Haarcascades to filter out non-Frontally Aligned Faces

Haarcascades to filter out non-Frontally Aligned Faces

I'm sure many of you have used OpenCV for a variety of work. Most of the time, in the case of face detection, we want to know if the classifier has a detected a face. Here, I actually want to know the reverse - where has it NOT detected a face?

There are some images in my directory that are not frontally aligned. To prepare it for a GANs project I'm working on, what's the easiest way to detect and then remove them from my directory?

Here, some of the faces are frontally aligned, even if slightly off-angle:

In other cases, we can clearly see it is not:

In the below, (x, y, w, h) are the dimensions of the bounding box.
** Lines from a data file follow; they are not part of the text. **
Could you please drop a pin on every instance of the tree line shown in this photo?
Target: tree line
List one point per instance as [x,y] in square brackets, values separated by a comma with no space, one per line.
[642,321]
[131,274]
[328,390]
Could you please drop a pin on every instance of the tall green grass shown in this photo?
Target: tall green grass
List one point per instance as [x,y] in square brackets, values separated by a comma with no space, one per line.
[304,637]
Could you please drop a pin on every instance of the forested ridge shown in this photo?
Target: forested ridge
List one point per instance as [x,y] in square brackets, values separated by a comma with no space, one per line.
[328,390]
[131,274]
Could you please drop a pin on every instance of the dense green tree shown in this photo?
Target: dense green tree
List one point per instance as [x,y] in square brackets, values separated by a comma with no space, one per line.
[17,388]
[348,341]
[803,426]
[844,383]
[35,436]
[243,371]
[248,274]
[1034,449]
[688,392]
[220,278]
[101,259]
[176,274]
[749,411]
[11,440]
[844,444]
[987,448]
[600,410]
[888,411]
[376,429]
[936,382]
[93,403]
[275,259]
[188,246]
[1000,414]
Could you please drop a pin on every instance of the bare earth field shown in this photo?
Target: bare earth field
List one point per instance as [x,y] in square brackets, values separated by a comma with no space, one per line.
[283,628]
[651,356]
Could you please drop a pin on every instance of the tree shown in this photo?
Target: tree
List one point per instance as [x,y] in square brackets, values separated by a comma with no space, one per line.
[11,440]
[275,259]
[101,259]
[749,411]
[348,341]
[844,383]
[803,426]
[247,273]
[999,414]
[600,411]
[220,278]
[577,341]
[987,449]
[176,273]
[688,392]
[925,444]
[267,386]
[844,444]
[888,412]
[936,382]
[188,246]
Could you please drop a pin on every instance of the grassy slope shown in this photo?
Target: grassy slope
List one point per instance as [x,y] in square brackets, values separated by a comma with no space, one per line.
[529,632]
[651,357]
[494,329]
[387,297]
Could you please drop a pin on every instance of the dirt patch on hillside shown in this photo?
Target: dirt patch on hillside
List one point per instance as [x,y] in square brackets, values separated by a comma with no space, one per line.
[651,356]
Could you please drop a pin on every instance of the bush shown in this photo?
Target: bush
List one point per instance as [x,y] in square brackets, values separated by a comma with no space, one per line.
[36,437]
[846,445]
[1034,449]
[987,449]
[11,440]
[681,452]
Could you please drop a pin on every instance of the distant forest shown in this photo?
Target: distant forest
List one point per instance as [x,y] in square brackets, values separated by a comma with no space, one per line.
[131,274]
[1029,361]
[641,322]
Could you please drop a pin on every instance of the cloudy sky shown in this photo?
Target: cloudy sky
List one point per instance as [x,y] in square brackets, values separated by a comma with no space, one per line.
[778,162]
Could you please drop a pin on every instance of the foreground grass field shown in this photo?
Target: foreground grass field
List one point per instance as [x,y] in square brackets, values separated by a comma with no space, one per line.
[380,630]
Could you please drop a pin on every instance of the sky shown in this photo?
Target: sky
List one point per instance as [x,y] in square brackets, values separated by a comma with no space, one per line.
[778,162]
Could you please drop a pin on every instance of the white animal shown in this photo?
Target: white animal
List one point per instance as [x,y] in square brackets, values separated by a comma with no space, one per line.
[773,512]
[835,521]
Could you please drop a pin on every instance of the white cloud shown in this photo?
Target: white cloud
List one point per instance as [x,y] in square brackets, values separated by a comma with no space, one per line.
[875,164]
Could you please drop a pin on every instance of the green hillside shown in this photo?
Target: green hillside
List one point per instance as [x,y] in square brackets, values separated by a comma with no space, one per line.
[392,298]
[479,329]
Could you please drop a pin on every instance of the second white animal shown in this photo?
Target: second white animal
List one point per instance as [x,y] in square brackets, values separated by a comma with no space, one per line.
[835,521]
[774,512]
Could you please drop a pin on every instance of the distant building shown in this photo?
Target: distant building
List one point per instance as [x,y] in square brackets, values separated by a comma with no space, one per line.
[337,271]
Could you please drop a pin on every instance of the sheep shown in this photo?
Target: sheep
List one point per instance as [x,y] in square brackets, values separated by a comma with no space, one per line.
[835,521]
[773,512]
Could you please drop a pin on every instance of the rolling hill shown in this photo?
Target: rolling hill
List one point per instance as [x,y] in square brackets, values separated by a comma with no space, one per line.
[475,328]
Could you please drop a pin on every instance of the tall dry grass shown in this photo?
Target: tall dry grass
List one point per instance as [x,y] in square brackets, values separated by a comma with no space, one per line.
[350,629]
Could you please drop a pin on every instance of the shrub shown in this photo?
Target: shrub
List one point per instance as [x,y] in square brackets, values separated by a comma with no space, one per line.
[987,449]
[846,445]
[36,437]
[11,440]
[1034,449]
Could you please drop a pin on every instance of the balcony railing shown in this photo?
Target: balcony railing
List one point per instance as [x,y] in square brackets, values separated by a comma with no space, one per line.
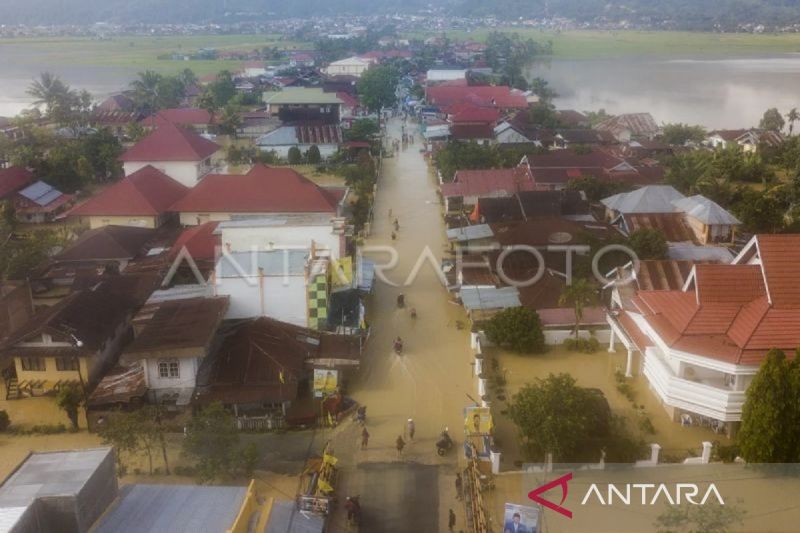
[706,400]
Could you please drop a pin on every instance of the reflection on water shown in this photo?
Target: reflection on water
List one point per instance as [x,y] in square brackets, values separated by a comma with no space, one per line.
[717,93]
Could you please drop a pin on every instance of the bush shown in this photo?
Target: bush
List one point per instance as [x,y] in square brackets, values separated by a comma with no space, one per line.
[313,157]
[518,329]
[295,157]
[590,345]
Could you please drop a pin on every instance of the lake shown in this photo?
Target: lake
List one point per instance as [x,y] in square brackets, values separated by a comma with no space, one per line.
[717,93]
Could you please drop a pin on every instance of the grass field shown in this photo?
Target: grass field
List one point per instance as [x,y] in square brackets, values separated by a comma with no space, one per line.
[595,44]
[142,53]
[138,53]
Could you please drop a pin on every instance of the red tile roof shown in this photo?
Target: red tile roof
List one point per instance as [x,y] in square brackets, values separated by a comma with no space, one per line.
[199,241]
[184,116]
[148,191]
[169,142]
[725,313]
[489,182]
[13,179]
[499,96]
[262,190]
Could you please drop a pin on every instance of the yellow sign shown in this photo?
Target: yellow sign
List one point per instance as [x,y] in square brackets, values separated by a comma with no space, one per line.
[478,421]
[325,381]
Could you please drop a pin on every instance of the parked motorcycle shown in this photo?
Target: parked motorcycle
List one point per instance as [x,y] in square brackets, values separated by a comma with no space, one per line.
[444,443]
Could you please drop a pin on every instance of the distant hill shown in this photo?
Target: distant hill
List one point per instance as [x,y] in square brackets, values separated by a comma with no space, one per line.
[674,14]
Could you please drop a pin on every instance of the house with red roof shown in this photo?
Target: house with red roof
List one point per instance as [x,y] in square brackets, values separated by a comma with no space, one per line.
[14,179]
[142,199]
[181,154]
[262,191]
[200,120]
[700,346]
[470,185]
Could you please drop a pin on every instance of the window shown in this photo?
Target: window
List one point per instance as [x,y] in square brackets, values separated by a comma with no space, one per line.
[65,364]
[169,368]
[33,364]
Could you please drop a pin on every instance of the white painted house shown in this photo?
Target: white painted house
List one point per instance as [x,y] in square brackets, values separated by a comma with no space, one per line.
[700,347]
[322,233]
[171,339]
[179,153]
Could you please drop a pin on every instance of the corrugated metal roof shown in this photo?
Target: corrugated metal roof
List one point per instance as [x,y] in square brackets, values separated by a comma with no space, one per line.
[483,298]
[173,508]
[273,263]
[470,233]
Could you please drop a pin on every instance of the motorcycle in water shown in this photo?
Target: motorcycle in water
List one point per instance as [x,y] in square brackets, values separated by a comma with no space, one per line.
[444,443]
[353,508]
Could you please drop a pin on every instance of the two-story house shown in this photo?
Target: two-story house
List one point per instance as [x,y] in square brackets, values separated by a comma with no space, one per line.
[700,346]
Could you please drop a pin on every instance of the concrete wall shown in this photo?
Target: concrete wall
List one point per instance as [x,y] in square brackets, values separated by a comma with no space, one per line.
[558,336]
[139,222]
[282,298]
[185,172]
[265,238]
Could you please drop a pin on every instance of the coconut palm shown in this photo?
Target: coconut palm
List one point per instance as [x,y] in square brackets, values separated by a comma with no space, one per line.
[579,294]
[792,116]
[49,91]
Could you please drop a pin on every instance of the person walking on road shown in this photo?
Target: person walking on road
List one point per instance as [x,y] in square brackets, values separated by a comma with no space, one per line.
[364,438]
[400,443]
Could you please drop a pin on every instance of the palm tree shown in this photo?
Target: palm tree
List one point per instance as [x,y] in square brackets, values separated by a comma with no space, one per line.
[49,91]
[792,116]
[579,294]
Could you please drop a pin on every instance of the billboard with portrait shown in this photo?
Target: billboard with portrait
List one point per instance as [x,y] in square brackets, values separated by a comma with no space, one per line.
[520,519]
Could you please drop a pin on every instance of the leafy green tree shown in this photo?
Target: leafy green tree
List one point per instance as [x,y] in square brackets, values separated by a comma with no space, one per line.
[579,294]
[708,518]
[295,156]
[772,120]
[363,129]
[230,120]
[376,88]
[69,398]
[648,243]
[517,328]
[212,441]
[770,427]
[313,157]
[791,117]
[555,415]
[679,133]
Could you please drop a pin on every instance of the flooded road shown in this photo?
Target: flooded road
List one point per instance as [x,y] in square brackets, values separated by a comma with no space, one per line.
[431,380]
What it returns, if a face is detected is a np.ndarray. numpy.ndarray() is a class but  numpy.array() is a function used to create ndarray.

    arr = np.array([1,2,3])
    print(type(arr))
    print(arr)
    
    >><class 'numpy.ndarray'>
        [1 2 3]

If a bounding box is not returned, meaning that a face WAS NOT detected, then faces will return at tuple (an immutable sequence of Python objects), not an ndarray. But this is actually an empty tuple.

    face_cascade = cv2.CascadeClassifier(cv2.data.haarcascades+ 
     "haarcascade_frontalface_default.xml")
    
    
    def convertToRGB(image):
        return cv2.cvtColor(image, cv2.COLOR_BGR2RGB)
    #def is from another blog post I found^^
    
    UR_PATH = 'your/path/here'
    dirs = os.listdir(UR_PATH)
    files_not_FA = []

    for item in dirs: 
        counter = 1
        fullpath = os.path.join(UR_PATH, item)
        f, e = os.path.splitext(fullpath) #file and extension
        #base=os.path.basename(f)
        #print(os.path.splitext(base)[0])

        #read the image from the fullpath and convert it
        image = cv2.imread(fullpath) 
        frame_gray = cv2.cvtColor(image, cv2.COLOR_BGR2GRAY)
        frame_rgb = cv2.cvtColor(frame_gray, cv2.COLOR_GRAY2RGB)

        #plt.imshow(frame_rgb)
        #plt.title('my picture')
        #plt.show()

        faces = face_cascade.detectMultiScale(frame_rgb, 1.1, 8, 
        minSize=(30, 30))

        if type(faces) == np.ndarray: 
            for (x,y,w,h) in faces:
                #print("yes")
                #print(x, y, w, h)
                cv2.rectangle(frame_rgb,(x,y),(x+w,y+h),(0,255,0),2)
                #plt.imshow(convertToRGB(frame_rgb))
                files_not_FA.append(1)
        elif type(faces) == tuple: #if no face, it returns a tuple 
            #print("Not frontally aligned!")
            files_not_FA.append(fullpath) 

    print(files_not_FA)

793 images are not frontally aligned. Here's a sample of some output:

[1, 1, '081_-405.bmp', '341_-1526.bmp', '110_-562.bmp', 1, 1, '341_-2384.bmp', '341_-2400.bmp', 1, '347_-317.bmp', 1, 1, 1, 1, 1, '341_-1182.bmp', ...]

At this point, we have a list of all the files that need to be removed. So, simply iterate through the directory again, and if the filepath that indicate the image WAS NOT frontally aligned matches what's the file in the directory, then delete it using os.remove(i) where i is your filepath.

UR_PATH = 'your/path/here'
dirs = os.listdir(UR_PATH)

counter = 0
for item in dirs: 
    fullpath = os.path.join(UR_PATH, item)
    print(fullpath)

    for i in files_not_FA: 
        if(fullpath == i): 
            counter +=1
            os.remove(i)
print(counter)

Now we have several images in our directory (sample below is from several thousand) that are frontally-aligned.